Si sprecano un po’ in tutti giornali, ma in particolare sul Corriere della Sera nell’articolo di Monica Guerzoni, aggettivi e definizioni muscolari della lettera critica inviata dal presidente della Repubblica Sergio Mattarella ai presidenti delle Camere sulla legge, pur promulgata da lui stesso, che ha ripristinato dall’anno prossimo la festa nazionale di San Francesco d’Assisi. Eppure è stata una legge approvata in via definitiva il 23 settembre scorso a Montecitorio all’unanimità, per cui non si può dire che il capo dello Stato, come pure ho letto da qualche parte, abbia fatto le pulci, o qualcosa di simile, al governo. Le ha fatte piuttosto alla maggioranza e alle opposizioni, ritrovatesi insieme a sostenere una proposta di legge dell’ex ministro Maurizio Lupi, intestatario nell’area di centrodestra di un partitino chiamato “Noi moderati”. E fedeli, naturalmente, di San Francesco d’Assisi.
Infilatosi addosso metaforicamente un saio francescano, Lupi ha trovato il modo di vedere e indicare nell’intervento del Capo dello Stato una valorizzazione ulteriore della sua legge esprimendo la certezza di soddisfare attese, richieste e quant’altro del Quirinale senza compromettere il ripristino della festa nazionale soppressa nel 1977 da uno dei sette governi di Giulio Andreotti, in epoca risparmiosa di “solidarietà nazionale”. Potrebbe essere, per esempio, separata da quella di Santa Caterina da Siena.

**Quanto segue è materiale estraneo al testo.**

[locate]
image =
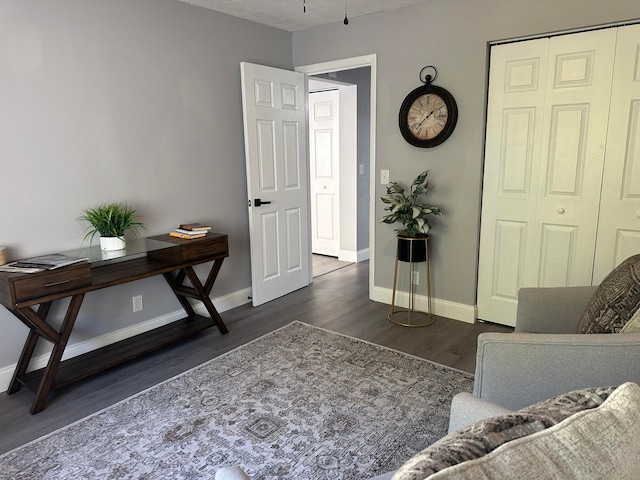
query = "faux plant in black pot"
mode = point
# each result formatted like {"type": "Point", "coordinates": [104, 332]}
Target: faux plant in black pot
{"type": "Point", "coordinates": [111, 221]}
{"type": "Point", "coordinates": [412, 212]}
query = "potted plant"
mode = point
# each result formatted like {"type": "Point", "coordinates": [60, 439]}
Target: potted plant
{"type": "Point", "coordinates": [412, 212]}
{"type": "Point", "coordinates": [111, 221]}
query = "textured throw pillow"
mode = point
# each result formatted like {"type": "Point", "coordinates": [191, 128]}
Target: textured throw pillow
{"type": "Point", "coordinates": [615, 302]}
{"type": "Point", "coordinates": [479, 439]}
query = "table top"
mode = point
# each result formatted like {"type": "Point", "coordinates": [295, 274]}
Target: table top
{"type": "Point", "coordinates": [137, 247]}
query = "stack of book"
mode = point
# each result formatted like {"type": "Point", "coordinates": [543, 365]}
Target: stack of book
{"type": "Point", "coordinates": [190, 230]}
{"type": "Point", "coordinates": [38, 264]}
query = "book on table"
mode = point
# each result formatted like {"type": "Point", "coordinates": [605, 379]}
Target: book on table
{"type": "Point", "coordinates": [194, 227]}
{"type": "Point", "coordinates": [43, 262]}
{"type": "Point", "coordinates": [188, 236]}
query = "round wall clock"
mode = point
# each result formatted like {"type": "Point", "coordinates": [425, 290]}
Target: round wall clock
{"type": "Point", "coordinates": [428, 114]}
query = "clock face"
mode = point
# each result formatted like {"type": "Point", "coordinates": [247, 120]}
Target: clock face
{"type": "Point", "coordinates": [427, 116]}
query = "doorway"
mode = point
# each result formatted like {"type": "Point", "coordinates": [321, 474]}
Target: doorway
{"type": "Point", "coordinates": [359, 71]}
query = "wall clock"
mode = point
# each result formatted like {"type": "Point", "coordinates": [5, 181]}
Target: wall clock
{"type": "Point", "coordinates": [428, 114]}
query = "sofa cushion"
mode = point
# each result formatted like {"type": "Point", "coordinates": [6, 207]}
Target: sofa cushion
{"type": "Point", "coordinates": [615, 302]}
{"type": "Point", "coordinates": [472, 451]}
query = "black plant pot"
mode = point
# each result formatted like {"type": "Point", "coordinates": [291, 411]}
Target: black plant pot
{"type": "Point", "coordinates": [412, 249]}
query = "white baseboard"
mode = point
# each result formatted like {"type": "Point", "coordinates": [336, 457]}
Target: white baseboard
{"type": "Point", "coordinates": [353, 256]}
{"type": "Point", "coordinates": [222, 304]}
{"type": "Point", "coordinates": [442, 308]}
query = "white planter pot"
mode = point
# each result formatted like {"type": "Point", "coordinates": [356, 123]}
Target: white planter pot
{"type": "Point", "coordinates": [110, 244]}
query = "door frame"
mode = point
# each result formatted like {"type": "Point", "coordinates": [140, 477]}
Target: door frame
{"type": "Point", "coordinates": [350, 64]}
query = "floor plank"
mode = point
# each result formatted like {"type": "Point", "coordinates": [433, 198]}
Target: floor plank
{"type": "Point", "coordinates": [337, 301]}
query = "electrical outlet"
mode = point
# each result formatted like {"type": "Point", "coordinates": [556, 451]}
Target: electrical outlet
{"type": "Point", "coordinates": [137, 303]}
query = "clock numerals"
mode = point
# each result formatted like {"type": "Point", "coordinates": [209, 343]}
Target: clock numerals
{"type": "Point", "coordinates": [428, 116]}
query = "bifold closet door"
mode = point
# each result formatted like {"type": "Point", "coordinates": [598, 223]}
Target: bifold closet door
{"type": "Point", "coordinates": [546, 133]}
{"type": "Point", "coordinates": [619, 221]}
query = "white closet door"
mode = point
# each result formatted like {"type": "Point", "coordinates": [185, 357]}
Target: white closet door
{"type": "Point", "coordinates": [546, 131]}
{"type": "Point", "coordinates": [619, 221]}
{"type": "Point", "coordinates": [575, 133]}
{"type": "Point", "coordinates": [514, 129]}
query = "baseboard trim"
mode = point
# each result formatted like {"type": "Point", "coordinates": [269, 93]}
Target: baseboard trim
{"type": "Point", "coordinates": [442, 308]}
{"type": "Point", "coordinates": [222, 304]}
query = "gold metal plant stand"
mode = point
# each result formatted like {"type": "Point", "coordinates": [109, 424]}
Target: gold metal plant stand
{"type": "Point", "coordinates": [410, 317]}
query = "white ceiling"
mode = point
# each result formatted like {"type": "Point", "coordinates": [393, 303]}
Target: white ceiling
{"type": "Point", "coordinates": [289, 15]}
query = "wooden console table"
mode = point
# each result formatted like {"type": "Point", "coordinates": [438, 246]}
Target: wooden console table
{"type": "Point", "coordinates": [30, 296]}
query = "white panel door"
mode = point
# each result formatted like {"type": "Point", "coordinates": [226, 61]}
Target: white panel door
{"type": "Point", "coordinates": [511, 176]}
{"type": "Point", "coordinates": [546, 131]}
{"type": "Point", "coordinates": [577, 98]}
{"type": "Point", "coordinates": [274, 113]}
{"type": "Point", "coordinates": [324, 162]}
{"type": "Point", "coordinates": [619, 221]}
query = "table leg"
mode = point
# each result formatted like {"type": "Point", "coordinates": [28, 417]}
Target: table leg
{"type": "Point", "coordinates": [46, 383]}
{"type": "Point", "coordinates": [204, 296]}
{"type": "Point", "coordinates": [28, 349]}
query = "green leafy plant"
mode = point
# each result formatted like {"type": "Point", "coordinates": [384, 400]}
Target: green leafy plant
{"type": "Point", "coordinates": [409, 210]}
{"type": "Point", "coordinates": [111, 220]}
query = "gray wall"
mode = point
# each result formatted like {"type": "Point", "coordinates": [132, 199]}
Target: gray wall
{"type": "Point", "coordinates": [123, 100]}
{"type": "Point", "coordinates": [452, 35]}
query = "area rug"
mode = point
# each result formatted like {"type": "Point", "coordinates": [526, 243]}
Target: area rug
{"type": "Point", "coordinates": [298, 403]}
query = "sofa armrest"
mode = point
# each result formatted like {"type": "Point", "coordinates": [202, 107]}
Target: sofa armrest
{"type": "Point", "coordinates": [467, 410]}
{"type": "Point", "coordinates": [551, 310]}
{"type": "Point", "coordinates": [517, 369]}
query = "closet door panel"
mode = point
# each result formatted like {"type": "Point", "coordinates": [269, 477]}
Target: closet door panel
{"type": "Point", "coordinates": [619, 220]}
{"type": "Point", "coordinates": [577, 95]}
{"type": "Point", "coordinates": [514, 129]}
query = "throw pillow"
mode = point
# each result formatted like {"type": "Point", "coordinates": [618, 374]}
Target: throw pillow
{"type": "Point", "coordinates": [479, 439]}
{"type": "Point", "coordinates": [616, 300]}
{"type": "Point", "coordinates": [591, 445]}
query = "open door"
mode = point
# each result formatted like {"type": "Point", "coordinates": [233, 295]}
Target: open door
{"type": "Point", "coordinates": [274, 113]}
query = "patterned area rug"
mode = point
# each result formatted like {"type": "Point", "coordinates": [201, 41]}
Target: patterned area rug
{"type": "Point", "coordinates": [298, 403]}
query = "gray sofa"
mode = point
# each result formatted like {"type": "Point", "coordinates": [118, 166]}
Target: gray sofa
{"type": "Point", "coordinates": [541, 359]}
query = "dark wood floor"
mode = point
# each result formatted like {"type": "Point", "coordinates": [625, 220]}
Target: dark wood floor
{"type": "Point", "coordinates": [337, 301]}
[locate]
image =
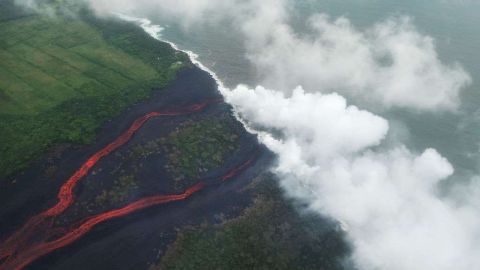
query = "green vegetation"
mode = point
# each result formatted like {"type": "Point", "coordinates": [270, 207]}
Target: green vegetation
{"type": "Point", "coordinates": [121, 190]}
{"type": "Point", "coordinates": [271, 234]}
{"type": "Point", "coordinates": [62, 76]}
{"type": "Point", "coordinates": [193, 148]}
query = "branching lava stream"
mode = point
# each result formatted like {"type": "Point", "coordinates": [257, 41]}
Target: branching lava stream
{"type": "Point", "coordinates": [19, 250]}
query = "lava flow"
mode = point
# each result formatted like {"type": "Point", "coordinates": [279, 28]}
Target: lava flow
{"type": "Point", "coordinates": [17, 253]}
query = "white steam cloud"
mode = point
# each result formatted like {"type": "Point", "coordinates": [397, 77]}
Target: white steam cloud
{"type": "Point", "coordinates": [390, 64]}
{"type": "Point", "coordinates": [330, 155]}
{"type": "Point", "coordinates": [388, 199]}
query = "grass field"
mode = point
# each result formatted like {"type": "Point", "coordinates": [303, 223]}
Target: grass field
{"type": "Point", "coordinates": [61, 77]}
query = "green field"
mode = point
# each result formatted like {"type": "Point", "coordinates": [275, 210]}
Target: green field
{"type": "Point", "coordinates": [62, 76]}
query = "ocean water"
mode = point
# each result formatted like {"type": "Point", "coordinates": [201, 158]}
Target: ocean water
{"type": "Point", "coordinates": [455, 26]}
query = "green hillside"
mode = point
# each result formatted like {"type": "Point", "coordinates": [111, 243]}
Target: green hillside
{"type": "Point", "coordinates": [62, 76]}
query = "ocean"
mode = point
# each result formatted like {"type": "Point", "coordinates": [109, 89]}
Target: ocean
{"type": "Point", "coordinates": [452, 23]}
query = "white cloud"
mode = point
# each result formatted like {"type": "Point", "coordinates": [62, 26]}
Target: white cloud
{"type": "Point", "coordinates": [390, 64]}
{"type": "Point", "coordinates": [329, 154]}
{"type": "Point", "coordinates": [388, 199]}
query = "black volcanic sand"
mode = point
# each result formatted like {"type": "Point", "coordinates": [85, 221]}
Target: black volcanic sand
{"type": "Point", "coordinates": [134, 241]}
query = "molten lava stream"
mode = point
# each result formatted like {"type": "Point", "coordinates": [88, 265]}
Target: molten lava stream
{"type": "Point", "coordinates": [65, 196]}
{"type": "Point", "coordinates": [30, 254]}
{"type": "Point", "coordinates": [27, 256]}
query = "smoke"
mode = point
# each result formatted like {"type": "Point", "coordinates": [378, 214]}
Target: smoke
{"type": "Point", "coordinates": [332, 156]}
{"type": "Point", "coordinates": [386, 197]}
{"type": "Point", "coordinates": [389, 64]}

In soccorso della quale, per venerazione, esposizione e quant’altro, Mattarella è intervenuto sostenendo che insieme le due feste non possono tornare con uno stato “diverso”: festa nazionale quella di San Francesco, solennità civile quella di santa Caterina. Che non potrebbe essere ricordata con lezioni, riflessioni e altro nelle scuole chiuse per festeggiare San Francesco.

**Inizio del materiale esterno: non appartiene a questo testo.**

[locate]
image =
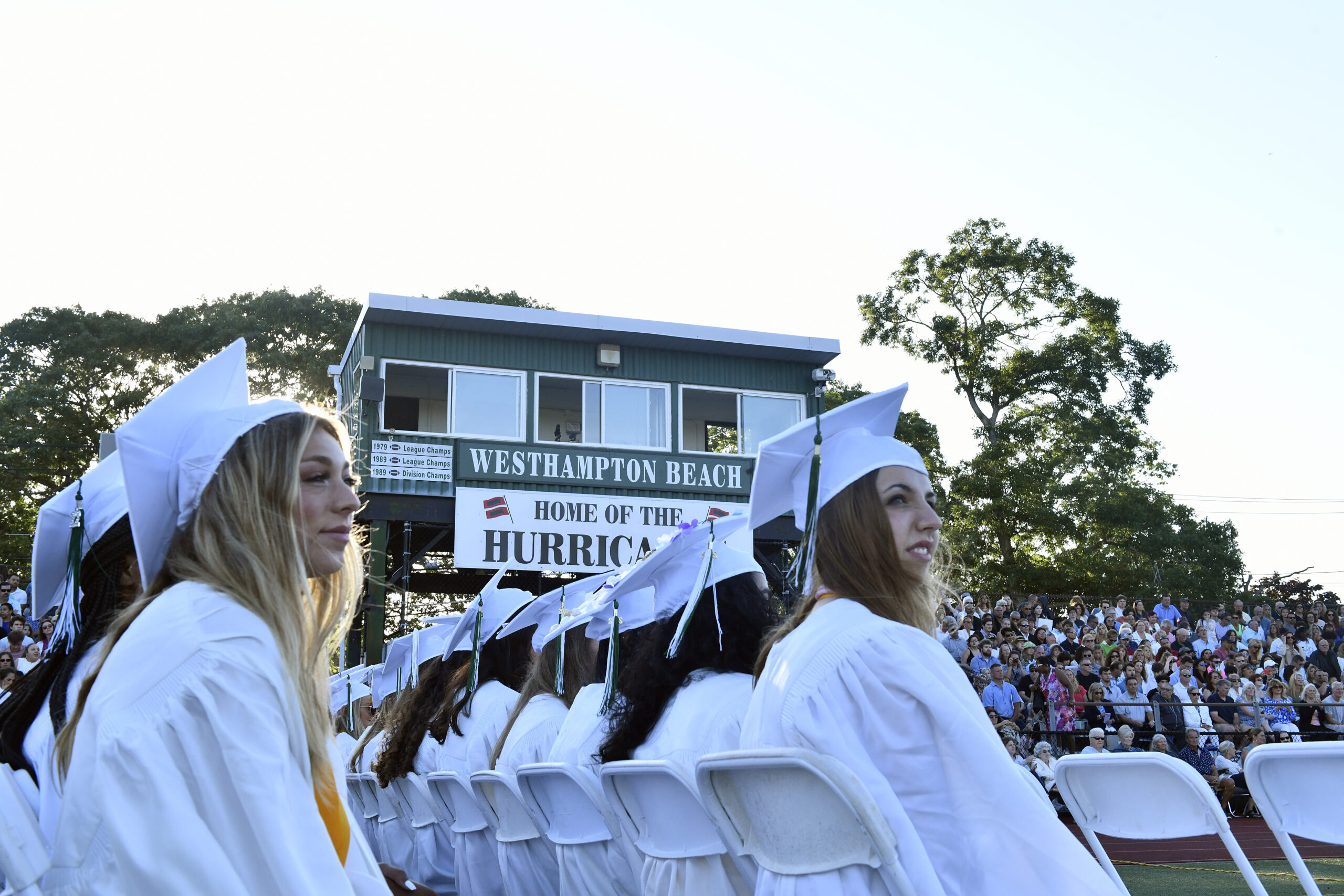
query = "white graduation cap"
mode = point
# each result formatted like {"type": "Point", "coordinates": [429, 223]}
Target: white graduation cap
{"type": "Point", "coordinates": [812, 461]}
{"type": "Point", "coordinates": [484, 617]}
{"type": "Point", "coordinates": [102, 500]}
{"type": "Point", "coordinates": [171, 449]}
{"type": "Point", "coordinates": [546, 610]}
{"type": "Point", "coordinates": [637, 610]}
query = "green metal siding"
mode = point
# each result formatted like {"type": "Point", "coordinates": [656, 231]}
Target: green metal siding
{"type": "Point", "coordinates": [550, 356]}
{"type": "Point", "coordinates": [562, 356]}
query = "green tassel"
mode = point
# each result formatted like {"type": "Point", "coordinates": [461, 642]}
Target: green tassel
{"type": "Point", "coordinates": [694, 599]}
{"type": "Point", "coordinates": [613, 659]}
{"type": "Point", "coordinates": [560, 653]}
{"type": "Point", "coordinates": [800, 570]}
{"type": "Point", "coordinates": [69, 623]}
{"type": "Point", "coordinates": [476, 652]}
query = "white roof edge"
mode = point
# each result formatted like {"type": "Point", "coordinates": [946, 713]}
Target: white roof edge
{"type": "Point", "coordinates": [573, 320]}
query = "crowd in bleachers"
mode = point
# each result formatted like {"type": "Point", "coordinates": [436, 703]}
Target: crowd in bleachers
{"type": "Point", "coordinates": [1119, 676]}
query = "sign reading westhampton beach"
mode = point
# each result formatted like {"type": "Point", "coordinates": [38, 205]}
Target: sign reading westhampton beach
{"type": "Point", "coordinates": [412, 461]}
{"type": "Point", "coordinates": [573, 465]}
{"type": "Point", "coordinates": [566, 532]}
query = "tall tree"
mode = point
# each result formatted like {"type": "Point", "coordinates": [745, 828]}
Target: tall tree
{"type": "Point", "coordinates": [291, 339]}
{"type": "Point", "coordinates": [1062, 492]}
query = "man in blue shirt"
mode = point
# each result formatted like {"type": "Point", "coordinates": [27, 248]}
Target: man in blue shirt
{"type": "Point", "coordinates": [1166, 610]}
{"type": "Point", "coordinates": [1002, 696]}
{"type": "Point", "coordinates": [984, 660]}
{"type": "Point", "coordinates": [1202, 761]}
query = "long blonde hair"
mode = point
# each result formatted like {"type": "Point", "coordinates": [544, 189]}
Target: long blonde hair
{"type": "Point", "coordinates": [244, 541]}
{"type": "Point", "coordinates": [857, 559]}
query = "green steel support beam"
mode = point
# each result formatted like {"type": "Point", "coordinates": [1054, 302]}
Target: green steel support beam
{"type": "Point", "coordinates": [377, 606]}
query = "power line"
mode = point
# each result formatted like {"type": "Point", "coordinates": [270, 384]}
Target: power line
{"type": "Point", "coordinates": [1246, 498]}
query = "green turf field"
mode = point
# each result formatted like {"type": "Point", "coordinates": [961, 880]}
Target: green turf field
{"type": "Point", "coordinates": [1182, 879]}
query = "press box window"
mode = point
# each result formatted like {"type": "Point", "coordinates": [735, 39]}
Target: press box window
{"type": "Point", "coordinates": [601, 413]}
{"type": "Point", "coordinates": [734, 422]}
{"type": "Point", "coordinates": [416, 399]}
{"type": "Point", "coordinates": [448, 400]}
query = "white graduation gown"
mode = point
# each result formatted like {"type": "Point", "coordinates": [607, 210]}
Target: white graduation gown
{"type": "Point", "coordinates": [475, 855]}
{"type": "Point", "coordinates": [39, 745]}
{"type": "Point", "coordinates": [190, 774]}
{"type": "Point", "coordinates": [704, 716]}
{"type": "Point", "coordinates": [432, 863]}
{"type": "Point", "coordinates": [889, 702]}
{"type": "Point", "coordinates": [603, 868]}
{"type": "Point", "coordinates": [530, 866]}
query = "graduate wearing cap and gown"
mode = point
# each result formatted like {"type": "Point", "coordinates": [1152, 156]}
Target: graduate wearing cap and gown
{"type": "Point", "coordinates": [81, 563]}
{"type": "Point", "coordinates": [884, 696]}
{"type": "Point", "coordinates": [197, 773]}
{"type": "Point", "coordinates": [486, 705]}
{"type": "Point", "coordinates": [611, 867]}
{"type": "Point", "coordinates": [687, 690]}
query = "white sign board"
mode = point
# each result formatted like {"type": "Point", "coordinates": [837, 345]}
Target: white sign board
{"type": "Point", "coordinates": [412, 461]}
{"type": "Point", "coordinates": [566, 532]}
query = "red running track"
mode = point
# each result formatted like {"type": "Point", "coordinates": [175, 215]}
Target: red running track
{"type": "Point", "coordinates": [1252, 833]}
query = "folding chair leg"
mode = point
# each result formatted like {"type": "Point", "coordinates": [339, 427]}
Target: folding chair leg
{"type": "Point", "coordinates": [1242, 863]}
{"type": "Point", "coordinates": [1295, 859]}
{"type": "Point", "coordinates": [1105, 860]}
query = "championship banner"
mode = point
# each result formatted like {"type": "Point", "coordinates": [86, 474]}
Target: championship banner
{"type": "Point", "coordinates": [568, 532]}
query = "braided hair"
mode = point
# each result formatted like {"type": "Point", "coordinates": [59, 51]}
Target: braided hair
{"type": "Point", "coordinates": [100, 575]}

In verità, San Francesco l’anno prossimo ricorrerà di domenica, a dispetto delle scommesse sul solito ponte, per cui Santa Caterina non potrà comunque subire menomazioni celebrative. Ma di certo nell’anno successivo il problema potrebbe porsi nel suo aspetto imbarazzante, per cui converrebbe intervenire in tempo.
Santa Caterina, stando alle voci che già circolano negli ambienti parlamentari, potrebbe essere spostata nel calendario delle feste al 29 aprile. Che è già quella dedicatale come vergine e dottore della Chiesa, patrona d’Italia e d’Europa.
Per tornare all’argomento iniziale, mi chiedo se davvero fosse il caso non dico di assumere da parte del Capo dello Stato un’iniziativa così clamorosa nell’aspetto mediatico e politico, ma di riferirne come “energica strigliata” dopo “il papocchio” parlamentare e via leggendo, ripeto, Monica Guerzoni sul Corriere della Sera.